MYFACING THE MOVIES ON SPACEBOOK

Yessir, I’ve missed posting on a ton of movies this year. So here’s a few microreviews, in case you’re wondering what’s good to see (and use my opinion to make your decision… probably not a good idea.) And no, I’m not going to see 2012.

It Happened One Night (playing this weekend at the Trylon!): One of the greatest movies of all time, hilarious, rapid-fire dialogue, with Claudette Colbert and Clark Gable duking it out on the bus. Watch for Shapley’s come-uppance. A masterpiece.

Inglorious Basterds: Insane and totally entertaining Tarantino flick that grabs you by the throat and doesn’t let go. I remain amazed that someone can make a 2 1/2 hour movie in four languages and with a fifteen minute discussion about silent film director G. W. Pabst and gross in excess of 100 million clams. My favorite film of the year so far.

Paranormal Activity: Liked Blair Witch? You’ll like this. I grew tired of a routine (going to bed in the same place every damn night) that no one in their right fucking mind would do when being attacked by an invisible demon. Gotta give the director credit for sticking to his guns and forcing Paramount to release the original (instead of remaking it as they wanted.) Goes to show what a bit of ingenuity will get you…

An Education: Loved it. Absolutely loved An Education. Sweet and romantic (right up my alley) about a deeply intelligent young woman and the rogue who is both charmed by her and by the pursuit of the finer things. Carey Mulligan reminds me of Audrey in Roman Holiday. The best date movie of the year, hands down.

Where the Wild Things Are: What a huge disappointment. Wastes the talents of Catherine Keener and Mark Ruffalo (the latter is given literally fifteen seconds of screen time… huh?) and makes Max out to be a spoiled brat. Petulant, irritating, mumblecore monsters make this a tedious movie that wastes the film’s visual beauty. Urges children to whine and act horribly, with the punishment being cake and love. Spike Jonze and Dave Eggers can stop navel-gazing and feeling sorry for themselves any minute now.

Zombieland: Funny, slam-bang, yet strangely tension-free popcorn film that is worth seeing for the fine performances and tight script. Never derails from its premise, which is that zombie killing is a blast. Sure is. Boasts the best cameo in a movie I’ve seen in… forever?
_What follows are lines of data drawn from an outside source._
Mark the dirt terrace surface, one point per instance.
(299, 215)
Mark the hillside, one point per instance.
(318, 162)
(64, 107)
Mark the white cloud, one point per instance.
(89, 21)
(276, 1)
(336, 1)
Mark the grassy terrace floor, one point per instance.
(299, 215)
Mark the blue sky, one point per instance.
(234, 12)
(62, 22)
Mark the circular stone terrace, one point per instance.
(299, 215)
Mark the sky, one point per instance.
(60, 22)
The Informant!: It was OK. Matt Damon is really likeable, the story is fascinating, but as it unwinds you start to get the feeling that… well, that a serious take on this would have made for an amazing film. Instead, you get a slight movie, filled with crazy cameos of stand-up comedians (Patton Oswalt, the Smothers Brothers, and many, many more), bizarre music from Marvin Hamlisch, and for what? Beats me. Check it out at the cheap theaters or on DVD or… don’t.

Julie & Julia: The most frustrating film of the year. I fully expected yet another Nora Ephron shit-fest, but what makes this actually worse is that the Julia Child sections are well done. Beautiful cinematography, intriguing shots, nimble editing, and performances from Meryl Streep and Stanley Tucci that are so sweet and sad and touching and hilarious, I would have utterly swooned for this movie… were it not for the fact that Ephron, in her ever-astounding idiocy, chose to jump between Child’s story and that of the woman who wrote “The Julie/Julia Project”. That part, with Amy Adams, is awful. Worse than awful. And made even more so by the fact that they take us from the great Julia Child sections. Worse, it turns out that the “Julie/Julia Project” is actually a beautiful book, which Ephron ruined. Fuck you, girl. Please never make a movie again.
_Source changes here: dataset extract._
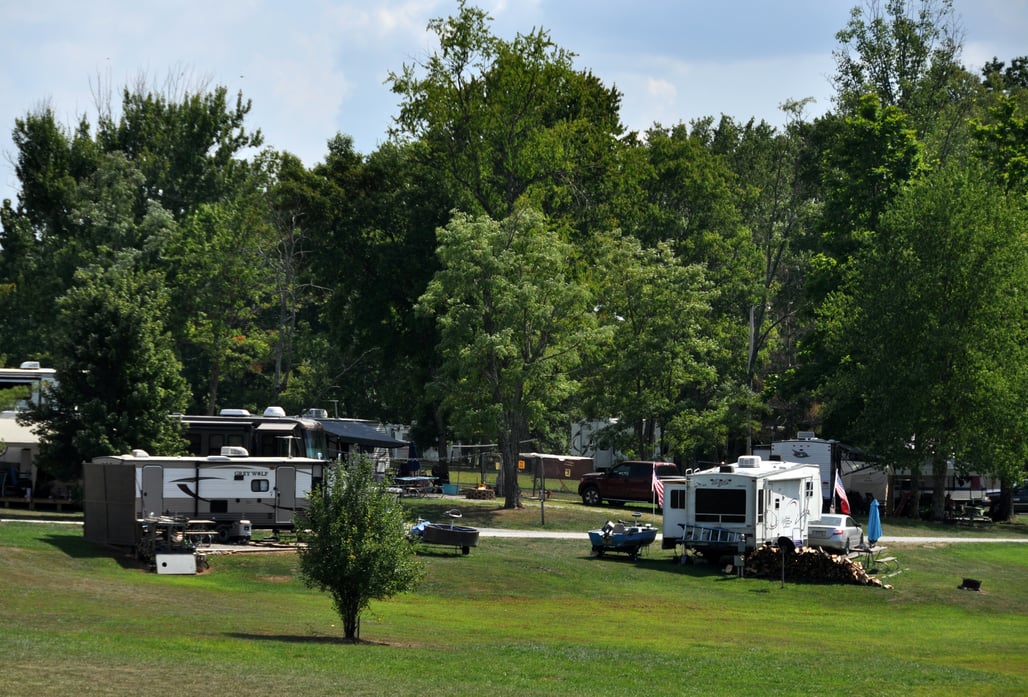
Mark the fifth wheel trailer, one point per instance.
(120, 490)
(735, 508)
Bronson: Holy living sweet mother of fuck, the best movie never coming anywhere near you that maybe you’ll see if you think about my review and glom it on Netflix. Tom Hardy plays Charlie Bronson, Britain’s most violent criminal. Bronson is sentenced to seven years for robbing a post office, but has now spent the last 34 years in the lockup, 30 of those in solitary. The movie, which epitomizes bravura, takes place partially in Bronson’s head, as he entertains a packed theater of Brits. Hardy is just astounding, so riveting my wife and I couldn’t take our eyes off him (and the wife off his… uh, reckless nude body.) Wow. Really, wow.

World’s Greatest Dad: I still can’t believe this weird comedy, directed by Bobcat Goldthwait and starring Robin Williams, was any good. But it is. It’s funny. It’s creepy. It’s interesting and well-written. The ending is not a cop-out. The story of a shlep of a high school teacher (Williams) and his son, Kyle (Daryl Sabara), one of the most odious characters to walk the silver screen. Kyle hates everything and everybody, is an idiot, watches German porn involving feces, and ends up killing himself accidentally during auto-erotic asphyxiation. Don’t know why they didn’t release this wider, but then again, maybe it wouldn’t play in the heartland. See it if you can. Or rent it.